O capital estrangeiro na saúde é venenoso como a laura rosa
Por Fátima Oliveira, OTEMPO
10/02/2015
A belíssima laura rosa (Nerium oleander), conhecida como espirradeira, flor-de-são-josé, loureiro-rosa, loandro-da-índia e oleandro, de flores amarelas, vermelhas, rosas ou brancas, muito comuns em ruas e jardins no Brasil, é considerada a planta mais venenosa do mundo – possui, em todas as partes, várias substâncias tóxicas, sendo mais letais a oleandrina e a aneriantina: uma folha é suficiente para matar!
Se o ministro Chioro afirmou, em reunião com o Movimento da Reforma Sanitária (29.1.2015), que o governo foi “atropelado” na condução das alterações da Medida Provisória 656/2014, o direito à saúde recebeu do governo uma dose do veneno da laura rosa!
Explico-me. É vedada pela Constituição Federal a presença de capital estrangeiro na saúde (artigo 199), o que é reiterado pela Lei 8.080/1990, que regulamenta o SUS. Em 1998, com a regulamentação dos planos de saúde, na Lei 9.656, foi criada uma brecha: permissão para que operadoras de capital internacional adquirissem planos de saúde brasileiros, a exemplo da United Health, que comprou a Amil, e a Bain Capital, a Intermédica, que, como os nacionais, não entregam o que vendem!
Aconteceu o “pulo do gato”: tais empresas possuem hospitais próprios – eis o capital estrangeiro na assistência à saúde! Até o momento, apenas no setor privado. Era pouco para o capital apátrida! De fato, “o capital financeiro não tem pátria”, e, com muita esperteza e paciência, desde a Constituição Federal de 1988, luta para colocar suas garras na assistência à saúde. Conseguiu! Em 20.1.2015, a presidente Dilma sancionou a Lei 13.097, que, no artigo 142, altera a Lei 8.080/1990 e “autoriza a participação direta ou indireta, inclusive controle, de empresas de capital estrangeiro na assistência à saúde”.
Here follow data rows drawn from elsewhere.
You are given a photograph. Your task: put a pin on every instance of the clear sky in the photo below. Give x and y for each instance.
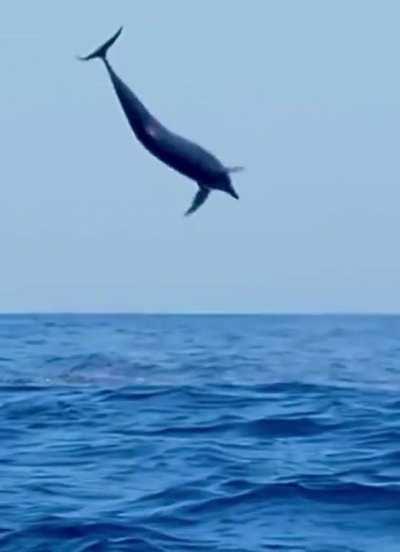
(305, 94)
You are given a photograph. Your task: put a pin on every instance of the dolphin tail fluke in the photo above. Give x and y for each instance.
(198, 200)
(102, 51)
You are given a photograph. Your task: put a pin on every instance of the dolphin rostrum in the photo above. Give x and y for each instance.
(177, 152)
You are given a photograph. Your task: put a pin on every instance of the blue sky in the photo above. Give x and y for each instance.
(305, 94)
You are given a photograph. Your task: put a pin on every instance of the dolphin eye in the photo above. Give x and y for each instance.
(152, 130)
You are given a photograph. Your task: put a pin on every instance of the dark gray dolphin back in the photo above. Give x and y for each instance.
(181, 154)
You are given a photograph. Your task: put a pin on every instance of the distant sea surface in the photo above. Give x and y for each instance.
(199, 433)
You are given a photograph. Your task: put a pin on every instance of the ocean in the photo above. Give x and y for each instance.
(199, 433)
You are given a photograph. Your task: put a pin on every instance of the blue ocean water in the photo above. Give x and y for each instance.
(198, 433)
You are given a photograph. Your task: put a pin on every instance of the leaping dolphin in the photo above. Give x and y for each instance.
(177, 152)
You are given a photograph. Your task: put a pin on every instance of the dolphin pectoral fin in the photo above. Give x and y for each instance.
(198, 200)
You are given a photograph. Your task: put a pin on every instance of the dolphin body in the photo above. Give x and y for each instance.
(177, 152)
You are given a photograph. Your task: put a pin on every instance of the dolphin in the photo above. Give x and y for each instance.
(177, 152)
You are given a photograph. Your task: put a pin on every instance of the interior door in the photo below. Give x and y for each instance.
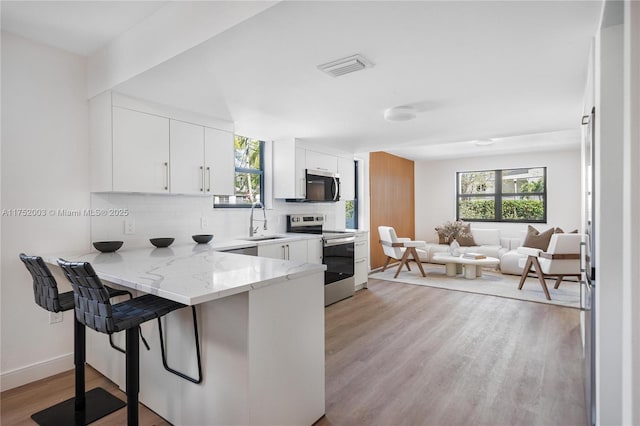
(391, 188)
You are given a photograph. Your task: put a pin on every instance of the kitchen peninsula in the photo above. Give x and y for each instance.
(261, 325)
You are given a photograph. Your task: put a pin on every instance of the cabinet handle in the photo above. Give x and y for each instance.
(166, 185)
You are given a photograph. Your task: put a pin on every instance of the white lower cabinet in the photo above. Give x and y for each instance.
(314, 250)
(290, 250)
(361, 259)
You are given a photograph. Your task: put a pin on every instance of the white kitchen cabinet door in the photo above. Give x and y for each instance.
(297, 250)
(321, 161)
(219, 163)
(300, 174)
(346, 170)
(361, 260)
(273, 251)
(289, 164)
(187, 158)
(361, 274)
(291, 250)
(314, 250)
(140, 152)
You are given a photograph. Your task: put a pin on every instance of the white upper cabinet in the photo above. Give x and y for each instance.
(346, 170)
(322, 161)
(136, 147)
(140, 152)
(291, 161)
(201, 160)
(219, 162)
(187, 158)
(289, 164)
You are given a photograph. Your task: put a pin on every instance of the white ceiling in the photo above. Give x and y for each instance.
(80, 27)
(473, 69)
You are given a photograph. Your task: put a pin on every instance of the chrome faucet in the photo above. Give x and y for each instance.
(253, 230)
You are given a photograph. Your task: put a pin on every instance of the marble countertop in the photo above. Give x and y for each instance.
(192, 273)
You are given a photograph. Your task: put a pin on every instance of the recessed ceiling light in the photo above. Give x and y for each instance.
(401, 113)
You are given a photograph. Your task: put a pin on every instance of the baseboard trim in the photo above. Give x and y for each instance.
(31, 373)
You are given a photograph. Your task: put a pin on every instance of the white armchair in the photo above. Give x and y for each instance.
(561, 259)
(402, 249)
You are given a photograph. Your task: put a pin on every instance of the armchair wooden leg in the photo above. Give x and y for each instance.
(540, 274)
(525, 272)
(403, 261)
(414, 253)
(558, 281)
(386, 263)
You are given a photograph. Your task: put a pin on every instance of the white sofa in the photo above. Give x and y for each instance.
(490, 243)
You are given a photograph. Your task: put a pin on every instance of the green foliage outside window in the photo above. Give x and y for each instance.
(248, 176)
(477, 209)
(510, 195)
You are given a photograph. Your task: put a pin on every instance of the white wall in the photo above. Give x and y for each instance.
(44, 166)
(609, 163)
(631, 308)
(436, 190)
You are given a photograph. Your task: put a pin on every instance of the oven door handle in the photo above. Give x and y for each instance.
(339, 241)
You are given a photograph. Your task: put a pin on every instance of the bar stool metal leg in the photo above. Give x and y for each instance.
(133, 374)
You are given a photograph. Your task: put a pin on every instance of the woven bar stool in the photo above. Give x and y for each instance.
(94, 309)
(86, 407)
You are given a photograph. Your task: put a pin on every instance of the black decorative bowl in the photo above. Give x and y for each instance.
(202, 238)
(107, 246)
(162, 242)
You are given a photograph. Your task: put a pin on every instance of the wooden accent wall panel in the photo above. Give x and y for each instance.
(392, 202)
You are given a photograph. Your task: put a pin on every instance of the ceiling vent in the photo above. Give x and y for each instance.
(345, 65)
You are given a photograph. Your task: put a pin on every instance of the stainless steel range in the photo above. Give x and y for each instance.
(338, 254)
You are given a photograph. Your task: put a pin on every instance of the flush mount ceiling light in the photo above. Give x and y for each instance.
(401, 113)
(345, 65)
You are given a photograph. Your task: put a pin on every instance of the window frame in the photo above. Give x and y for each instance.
(259, 172)
(499, 196)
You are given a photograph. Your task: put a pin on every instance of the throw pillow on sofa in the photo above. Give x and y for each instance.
(537, 239)
(442, 239)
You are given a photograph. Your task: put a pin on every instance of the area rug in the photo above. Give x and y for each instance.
(491, 283)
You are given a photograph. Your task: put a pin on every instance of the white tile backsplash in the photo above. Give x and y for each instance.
(179, 216)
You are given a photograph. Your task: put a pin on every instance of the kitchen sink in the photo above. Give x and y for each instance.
(262, 238)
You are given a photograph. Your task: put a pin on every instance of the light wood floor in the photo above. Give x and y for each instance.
(411, 355)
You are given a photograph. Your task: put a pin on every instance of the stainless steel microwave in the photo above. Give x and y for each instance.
(322, 186)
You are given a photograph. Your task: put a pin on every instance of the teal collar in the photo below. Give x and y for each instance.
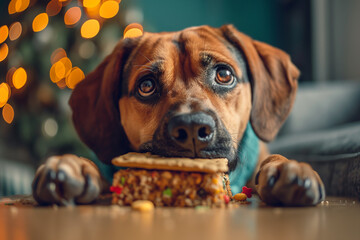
(248, 152)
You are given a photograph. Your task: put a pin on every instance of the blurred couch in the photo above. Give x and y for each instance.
(324, 130)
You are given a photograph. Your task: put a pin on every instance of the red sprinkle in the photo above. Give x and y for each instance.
(247, 191)
(226, 199)
(116, 189)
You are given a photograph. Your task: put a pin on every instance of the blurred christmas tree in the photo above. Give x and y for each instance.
(45, 49)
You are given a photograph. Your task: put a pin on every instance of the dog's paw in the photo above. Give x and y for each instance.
(288, 182)
(66, 180)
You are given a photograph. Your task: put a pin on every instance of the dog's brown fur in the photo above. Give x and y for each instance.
(111, 121)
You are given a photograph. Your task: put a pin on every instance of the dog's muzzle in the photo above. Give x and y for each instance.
(192, 132)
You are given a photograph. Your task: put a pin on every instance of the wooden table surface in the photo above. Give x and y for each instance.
(336, 218)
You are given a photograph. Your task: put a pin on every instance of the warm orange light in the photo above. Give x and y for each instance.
(40, 22)
(15, 31)
(8, 113)
(60, 69)
(19, 78)
(4, 32)
(90, 3)
(90, 28)
(72, 16)
(53, 76)
(132, 33)
(21, 5)
(4, 50)
(11, 7)
(61, 84)
(53, 8)
(57, 55)
(4, 94)
(76, 75)
(133, 30)
(109, 9)
(9, 75)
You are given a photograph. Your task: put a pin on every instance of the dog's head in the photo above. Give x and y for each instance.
(189, 93)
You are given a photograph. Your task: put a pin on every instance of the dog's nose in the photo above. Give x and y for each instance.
(193, 131)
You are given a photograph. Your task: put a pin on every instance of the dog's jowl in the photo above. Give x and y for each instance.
(201, 93)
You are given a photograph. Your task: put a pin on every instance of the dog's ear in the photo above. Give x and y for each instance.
(94, 103)
(273, 78)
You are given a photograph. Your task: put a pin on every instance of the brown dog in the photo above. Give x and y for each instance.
(193, 93)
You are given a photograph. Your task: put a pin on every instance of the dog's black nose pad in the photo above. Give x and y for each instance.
(179, 134)
(204, 133)
(192, 131)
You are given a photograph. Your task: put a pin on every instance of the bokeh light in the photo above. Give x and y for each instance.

O “atropelamento” mencionado pelo ministro Chioro é porque a presidente emitiu a Medida Provisória 656, de dezembro de 2014, sobre alterações no Imposto de Renda e “matérias civis tributárias e financeiras”, que na Câmara dos Deputados recebeu diferentes emendas até sobre assuntos alheios ao tema IR, como a autorização do capital estrangeiro na assistência à saúde. A Câmara e o Senado aprovaram “tudo” em 17.12.2014. E o “tudo” foi sancionado pela presidente, apesar do parecer da AGU para o veto no tópico “capital estrangeiro na saúde”!
Necas de atropelamento!
Estamos diante de uma inconstitucionalidade, como disse Lenir Santos, do Instituto de Direito Sanitário Aplicado (Idisa), na reunião com o ministro Chioro: “A participação do capital estrangeiro é matéria constitucional, e a alteração da previsão contida na CF teria que ser conduzida por lei específica, e não em meio à miscelânea que caracteriza a MP 656/2014”.
A impressão é que nem o governo Dilma entendeu o inteiro teor de que “saúde é direito de todos e dever do Estado” e nem o SUS. Também não deu sorte com seus ministros da Saúde, o que é lastimável.
Arthur Chioro está “unha e carne” no apoio ao capital estrangeiro – prontinho para dar o bote no grande mercado da saúde no Brasil, incluindo o SUS –, embora ele tenha dito que “não se cogita mudar a lógica de prioridades para contratação de serviços: em primeiro lugar, os públicos, depois, filantrópicos e, por último, serviços privados. Além disso, princípios de universalidade, equidade e integralidade em nenhum momento foram colocados em discussão”.
É impossível defender um governo que não enxerga quando o interesse público (direito à saúde) é “atropelado” pelo interesse privado (negócios).